Taylor gives a stupendous, raw performance here, quite impressive given it is her first leading role. She conveys palpably that pent-up frustration which feeds into her desperate need to make a better life for Terry; her singularly -focused maternal convictions never come off derivatively, they feel distinct and borne out of authenticity. This goes doubly for Inez’s language, her composure, her style, all of which define the character more, her world and background that Taylor draws on with commendable intimate dedication. The harshness of her life shows through in her entire essence, from her stony face to her calculated poise. And it makes her mission for Terry resonate with additional power, while also rendering the ultimate track of the surprise ending more astonishing. I should say too that Josiah Cross, playing the teenage Terry, is very strong as well, in his own interests and certainties that especially relate in light of that twist.

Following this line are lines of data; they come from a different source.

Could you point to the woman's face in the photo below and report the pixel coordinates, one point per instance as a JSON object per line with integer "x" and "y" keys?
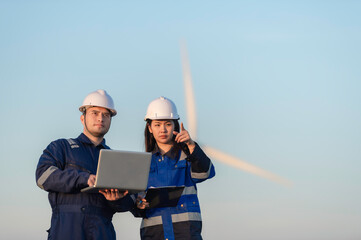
{"x": 162, "y": 131}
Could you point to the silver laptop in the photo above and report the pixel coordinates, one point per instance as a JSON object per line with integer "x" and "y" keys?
{"x": 123, "y": 170}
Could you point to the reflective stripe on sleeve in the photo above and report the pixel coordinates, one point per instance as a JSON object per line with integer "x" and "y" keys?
{"x": 45, "y": 176}
{"x": 189, "y": 190}
{"x": 203, "y": 175}
{"x": 188, "y": 216}
{"x": 152, "y": 221}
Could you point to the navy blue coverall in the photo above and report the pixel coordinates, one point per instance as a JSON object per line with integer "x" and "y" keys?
{"x": 63, "y": 170}
{"x": 184, "y": 221}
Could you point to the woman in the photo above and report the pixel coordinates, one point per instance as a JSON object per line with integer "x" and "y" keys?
{"x": 176, "y": 161}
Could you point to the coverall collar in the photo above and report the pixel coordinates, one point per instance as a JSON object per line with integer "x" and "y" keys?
{"x": 171, "y": 153}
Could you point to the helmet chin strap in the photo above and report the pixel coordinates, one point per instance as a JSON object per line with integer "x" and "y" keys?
{"x": 86, "y": 127}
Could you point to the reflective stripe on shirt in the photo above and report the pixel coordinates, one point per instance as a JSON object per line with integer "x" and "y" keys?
{"x": 152, "y": 221}
{"x": 203, "y": 175}
{"x": 180, "y": 217}
{"x": 45, "y": 176}
{"x": 188, "y": 216}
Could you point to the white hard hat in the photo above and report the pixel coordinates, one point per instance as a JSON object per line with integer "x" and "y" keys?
{"x": 161, "y": 108}
{"x": 99, "y": 98}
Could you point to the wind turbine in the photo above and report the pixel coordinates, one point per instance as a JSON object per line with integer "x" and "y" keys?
{"x": 210, "y": 151}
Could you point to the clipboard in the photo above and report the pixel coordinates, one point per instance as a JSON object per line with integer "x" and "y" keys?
{"x": 163, "y": 196}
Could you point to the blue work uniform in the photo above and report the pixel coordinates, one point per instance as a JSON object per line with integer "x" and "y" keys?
{"x": 63, "y": 170}
{"x": 183, "y": 221}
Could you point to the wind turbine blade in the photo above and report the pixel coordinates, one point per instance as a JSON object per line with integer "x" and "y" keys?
{"x": 237, "y": 163}
{"x": 189, "y": 93}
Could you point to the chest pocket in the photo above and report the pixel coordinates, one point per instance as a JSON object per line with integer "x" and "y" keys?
{"x": 178, "y": 173}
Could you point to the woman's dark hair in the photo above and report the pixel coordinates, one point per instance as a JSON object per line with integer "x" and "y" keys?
{"x": 150, "y": 140}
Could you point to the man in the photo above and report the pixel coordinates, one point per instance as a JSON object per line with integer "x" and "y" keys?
{"x": 68, "y": 165}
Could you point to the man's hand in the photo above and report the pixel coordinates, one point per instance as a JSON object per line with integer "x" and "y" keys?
{"x": 91, "y": 180}
{"x": 113, "y": 194}
{"x": 142, "y": 203}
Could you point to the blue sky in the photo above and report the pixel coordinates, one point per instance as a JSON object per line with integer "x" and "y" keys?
{"x": 276, "y": 84}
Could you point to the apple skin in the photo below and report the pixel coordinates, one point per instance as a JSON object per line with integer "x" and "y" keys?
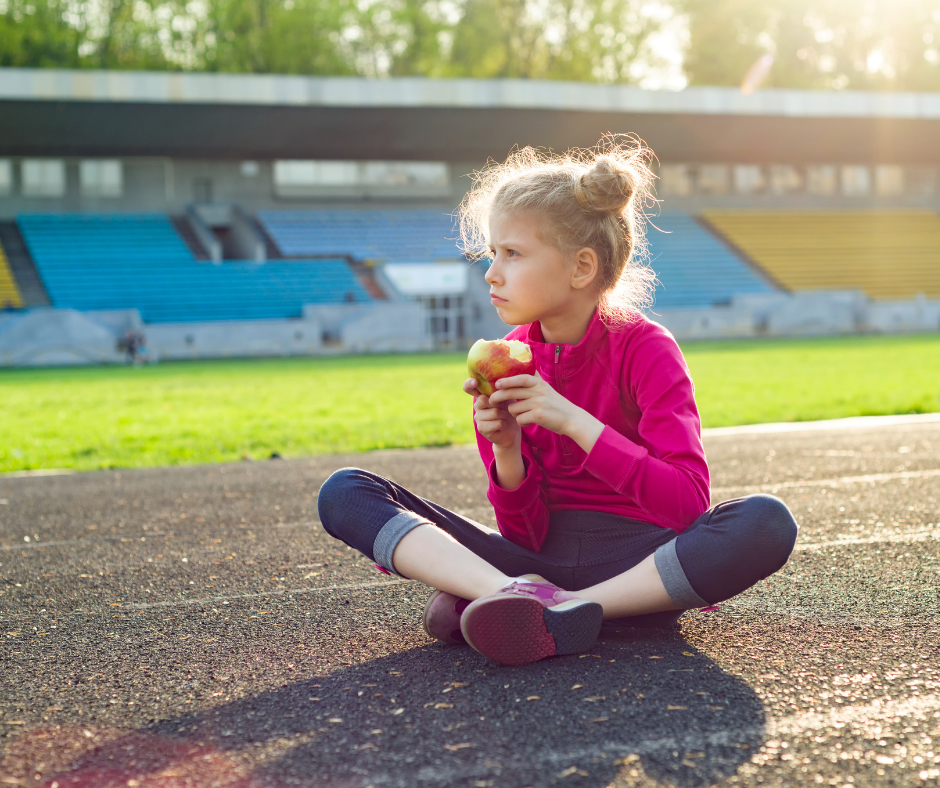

Rockwell doesn’t shoot the film to any kind of a documentary aesthetic, but there are moments you feel like an observer more than an audience -glimpsing this world and specific circumstance through a window. While the movie is sometimes fueled by that tension over when they’ll be discovered, it’s often only simmering, the story more concerned with the nondescript ways Inez and Terry carve out their life, the ways she in particular strives to make it “normal” for him, and in some sweet ways succeeds. Never for a moment do you think she did the wrong thing in raising him herself. A Thousand and One is more than a tribute to determined motherhood against crushing systemic inequities, it is a portrait of a family surviving them; proving a fortitude against all manner of social biases. The tragedy is merely that they must hide at all.